John Kramer resucitó en la octava entrega de Jigsaw. El asesino en serie ocupa un lugar en el imaginario. Se lo ganó torturando nuestras retinas, comportándose mal, aplicando una grotesca doble moral. La potencia de la franquicia radica en su monstruosa honestidad.

Quiere explotar un filón, abogar por la sangre por sangre, dibujar un coliseo alrededor de la pantalla.

Viéndola cualquiera piensa en Tocorón, en la PGV, en la Tumba del Sebin, en la violencia normalizada dentro y fuera del  país, en el estado de guerra permanente.

Ya la saga había caricaturizado y acompañado la debacle de la cárcel de Abu Grahib.

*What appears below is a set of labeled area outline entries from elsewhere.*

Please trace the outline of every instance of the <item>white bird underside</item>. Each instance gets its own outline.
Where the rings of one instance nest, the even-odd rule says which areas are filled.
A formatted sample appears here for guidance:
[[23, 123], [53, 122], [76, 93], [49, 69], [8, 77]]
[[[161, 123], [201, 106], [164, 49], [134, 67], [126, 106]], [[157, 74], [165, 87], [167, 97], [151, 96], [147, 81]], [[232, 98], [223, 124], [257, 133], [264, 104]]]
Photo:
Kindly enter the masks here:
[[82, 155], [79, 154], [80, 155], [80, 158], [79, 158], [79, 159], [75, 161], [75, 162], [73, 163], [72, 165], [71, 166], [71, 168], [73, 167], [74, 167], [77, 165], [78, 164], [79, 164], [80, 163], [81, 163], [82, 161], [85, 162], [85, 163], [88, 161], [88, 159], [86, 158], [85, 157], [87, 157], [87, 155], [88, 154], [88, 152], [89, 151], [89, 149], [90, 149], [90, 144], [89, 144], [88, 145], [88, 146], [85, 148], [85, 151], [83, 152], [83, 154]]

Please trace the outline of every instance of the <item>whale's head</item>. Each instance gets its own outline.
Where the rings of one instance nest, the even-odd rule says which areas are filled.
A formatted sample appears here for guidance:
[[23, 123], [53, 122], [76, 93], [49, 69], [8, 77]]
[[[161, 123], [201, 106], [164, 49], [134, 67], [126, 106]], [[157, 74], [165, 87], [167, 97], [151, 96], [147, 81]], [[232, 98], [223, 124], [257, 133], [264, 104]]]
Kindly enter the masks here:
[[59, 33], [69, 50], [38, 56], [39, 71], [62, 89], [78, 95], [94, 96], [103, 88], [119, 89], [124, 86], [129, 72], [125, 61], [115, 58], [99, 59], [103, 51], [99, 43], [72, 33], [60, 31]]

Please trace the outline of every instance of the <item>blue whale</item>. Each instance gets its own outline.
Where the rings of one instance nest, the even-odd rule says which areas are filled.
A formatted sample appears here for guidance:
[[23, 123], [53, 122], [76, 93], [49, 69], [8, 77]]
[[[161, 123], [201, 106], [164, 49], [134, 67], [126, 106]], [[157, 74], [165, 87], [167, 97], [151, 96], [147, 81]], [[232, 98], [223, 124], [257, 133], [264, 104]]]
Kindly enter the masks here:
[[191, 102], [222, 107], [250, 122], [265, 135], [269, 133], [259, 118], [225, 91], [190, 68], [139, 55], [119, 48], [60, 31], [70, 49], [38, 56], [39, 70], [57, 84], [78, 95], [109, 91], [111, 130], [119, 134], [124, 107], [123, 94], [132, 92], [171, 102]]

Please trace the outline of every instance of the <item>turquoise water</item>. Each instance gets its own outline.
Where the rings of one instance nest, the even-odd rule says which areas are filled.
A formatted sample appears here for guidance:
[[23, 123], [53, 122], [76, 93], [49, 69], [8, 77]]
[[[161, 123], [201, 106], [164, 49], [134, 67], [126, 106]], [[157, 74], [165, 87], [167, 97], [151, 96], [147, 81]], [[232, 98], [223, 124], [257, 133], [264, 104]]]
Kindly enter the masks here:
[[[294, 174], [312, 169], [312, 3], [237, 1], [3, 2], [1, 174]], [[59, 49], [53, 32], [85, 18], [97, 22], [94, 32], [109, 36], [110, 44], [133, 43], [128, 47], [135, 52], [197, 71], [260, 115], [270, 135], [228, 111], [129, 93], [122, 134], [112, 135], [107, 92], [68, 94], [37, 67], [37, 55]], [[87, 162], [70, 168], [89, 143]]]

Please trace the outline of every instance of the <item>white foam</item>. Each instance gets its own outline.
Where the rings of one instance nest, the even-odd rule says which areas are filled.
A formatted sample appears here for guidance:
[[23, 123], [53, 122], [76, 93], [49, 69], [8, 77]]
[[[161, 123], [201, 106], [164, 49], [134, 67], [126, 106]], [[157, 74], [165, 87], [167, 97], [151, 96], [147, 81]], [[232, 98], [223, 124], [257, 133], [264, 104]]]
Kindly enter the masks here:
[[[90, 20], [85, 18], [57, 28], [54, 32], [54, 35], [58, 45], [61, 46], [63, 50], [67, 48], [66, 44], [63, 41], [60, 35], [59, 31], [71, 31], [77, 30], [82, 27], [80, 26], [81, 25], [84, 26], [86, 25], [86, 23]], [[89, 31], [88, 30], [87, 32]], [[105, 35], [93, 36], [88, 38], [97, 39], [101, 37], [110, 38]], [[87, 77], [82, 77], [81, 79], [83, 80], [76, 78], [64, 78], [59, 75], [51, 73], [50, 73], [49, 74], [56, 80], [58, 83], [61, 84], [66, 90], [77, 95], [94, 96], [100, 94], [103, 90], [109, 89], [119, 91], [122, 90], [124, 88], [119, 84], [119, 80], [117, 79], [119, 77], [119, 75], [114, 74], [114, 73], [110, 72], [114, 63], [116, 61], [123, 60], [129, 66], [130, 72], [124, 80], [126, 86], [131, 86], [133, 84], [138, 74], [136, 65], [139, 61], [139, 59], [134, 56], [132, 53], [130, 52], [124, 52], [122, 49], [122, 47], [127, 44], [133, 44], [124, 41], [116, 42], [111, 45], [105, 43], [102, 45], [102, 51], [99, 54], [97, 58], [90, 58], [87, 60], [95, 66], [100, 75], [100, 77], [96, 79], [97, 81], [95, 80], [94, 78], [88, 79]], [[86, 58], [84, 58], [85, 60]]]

Hoy se ríe de nuestro pudor, juega con el placer de la censura y el miedo a la destrucción del cuerpo, para sacarle réditos.

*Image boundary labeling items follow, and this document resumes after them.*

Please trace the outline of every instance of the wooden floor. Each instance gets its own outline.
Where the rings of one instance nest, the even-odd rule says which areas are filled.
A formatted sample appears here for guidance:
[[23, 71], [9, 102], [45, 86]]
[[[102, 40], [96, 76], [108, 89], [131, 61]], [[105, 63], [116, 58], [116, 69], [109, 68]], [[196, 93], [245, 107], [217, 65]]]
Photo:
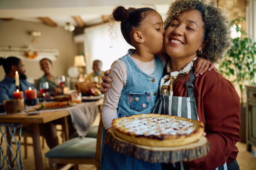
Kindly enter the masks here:
[[[98, 124], [99, 122], [99, 117], [98, 116], [96, 118], [96, 120], [93, 123], [93, 125], [96, 125]], [[61, 126], [57, 127], [57, 128], [61, 128]], [[2, 129], [3, 130], [2, 128]], [[58, 131], [58, 135], [60, 143], [62, 143], [62, 138], [60, 136], [61, 132]], [[1, 136], [0, 136], [1, 137]], [[28, 138], [27, 140], [28, 142], [32, 143], [32, 138]], [[41, 141], [41, 137], [40, 137], [40, 139]], [[4, 139], [3, 139], [3, 143], [5, 143]], [[23, 142], [23, 138], [22, 138], [22, 142]], [[42, 149], [42, 155], [43, 156], [43, 162], [44, 162], [44, 170], [49, 170], [49, 165], [48, 159], [44, 156], [45, 154], [50, 150], [50, 148], [46, 144], [46, 142], [45, 141], [44, 148]], [[246, 151], [246, 144], [244, 143], [240, 142], [237, 142], [236, 145], [238, 148], [239, 153], [238, 153], [237, 160], [240, 167], [240, 170], [256, 170], [256, 148], [253, 147], [253, 152], [249, 152]], [[2, 144], [5, 153], [6, 153], [6, 145]], [[22, 146], [21, 147], [22, 157], [22, 161], [24, 166], [25, 170], [35, 170], [35, 163], [34, 159], [34, 152], [32, 146], [28, 146], [28, 158], [27, 159], [24, 158], [24, 146]], [[13, 149], [16, 149], [17, 148], [13, 146]], [[8, 170], [8, 167], [6, 166], [6, 162], [5, 163], [5, 166], [4, 168], [4, 170]], [[81, 165], [79, 166], [80, 169], [81, 170], [96, 170], [96, 167], [92, 165]], [[17, 167], [14, 169], [17, 170]]]

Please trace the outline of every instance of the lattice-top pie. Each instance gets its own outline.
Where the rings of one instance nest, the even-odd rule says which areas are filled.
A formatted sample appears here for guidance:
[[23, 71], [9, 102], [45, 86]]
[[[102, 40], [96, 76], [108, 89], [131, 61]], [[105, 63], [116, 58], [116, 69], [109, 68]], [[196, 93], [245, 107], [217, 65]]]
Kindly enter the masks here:
[[115, 134], [142, 145], [173, 146], [193, 142], [204, 131], [202, 122], [175, 116], [141, 114], [113, 120]]

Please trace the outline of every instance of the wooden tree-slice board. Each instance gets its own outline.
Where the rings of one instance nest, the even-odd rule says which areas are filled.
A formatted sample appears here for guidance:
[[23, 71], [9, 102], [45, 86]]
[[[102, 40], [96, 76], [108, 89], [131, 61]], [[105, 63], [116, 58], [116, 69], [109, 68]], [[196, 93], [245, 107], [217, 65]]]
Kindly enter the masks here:
[[174, 163], [191, 161], [204, 157], [210, 151], [210, 143], [203, 136], [194, 143], [183, 146], [152, 147], [122, 139], [115, 135], [111, 128], [107, 131], [105, 139], [115, 151], [151, 162]]

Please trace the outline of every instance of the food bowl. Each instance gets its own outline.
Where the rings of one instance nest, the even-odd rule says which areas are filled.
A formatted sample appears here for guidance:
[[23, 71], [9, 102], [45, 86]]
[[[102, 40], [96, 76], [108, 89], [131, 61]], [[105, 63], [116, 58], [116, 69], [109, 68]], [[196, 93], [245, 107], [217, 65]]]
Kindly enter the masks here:
[[4, 109], [8, 114], [20, 112], [24, 107], [24, 99], [15, 100], [6, 100], [3, 101]]

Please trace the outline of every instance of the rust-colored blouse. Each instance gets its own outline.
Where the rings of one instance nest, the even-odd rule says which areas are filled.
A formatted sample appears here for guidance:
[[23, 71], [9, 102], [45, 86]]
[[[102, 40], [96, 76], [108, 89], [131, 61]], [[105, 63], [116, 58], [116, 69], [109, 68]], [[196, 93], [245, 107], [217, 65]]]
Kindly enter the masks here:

No es casualidad el éxito popular de la serie en Venezuela. La venden los piratas en la calle al nuevo precio de la escalada inflacionaria.

La patria escribe a diario guiones de igual proporción sanguinaria. Resulta una extraña paradoja contemplarla en una sala de Caracas, donde a la salida un John Kramer te puede dejar pegado en la acera, porque se la cantó y le dio la gana.

Más irónico es digerir la nueva escabechina de Jigsaw, cuando la carne desaparece de los anaqueles, los mendicantes almuerzan festines goyescos de perro asado, y la realidad coincide con las distopías del cine caníbal en modo Bad Batch.

John Kramer es la única justificación para comprar el boleto de la nueva secuela de la serie. Los dueños del producto lo entendieron.

Tobin Bell lo interpreta con una parsimonia cínica, la misma manera de andar de los psicópatas bolivarianos. Dicta sus leyes arbitrarias y absurdas con la tranquilidad burocrática de las máscaras de la ANC. Habla con la voz cavernosa de un zombie, de un fantasma, de un hijo de Freddy Krueger. Maneja el poder desde la sombras. Es el padrino de una épica del terror líquido, asumido como broma macabra de usar y tirar, como circo romano de una época sin pan.

Los copycats le roban y plagian el invento en el octavo capítulo. Los libretitas arman un argumento de rompecabezas para traerlo de vuelta del más allá. Es tan inmortal como su muñeco de la grabadora y el triciclo.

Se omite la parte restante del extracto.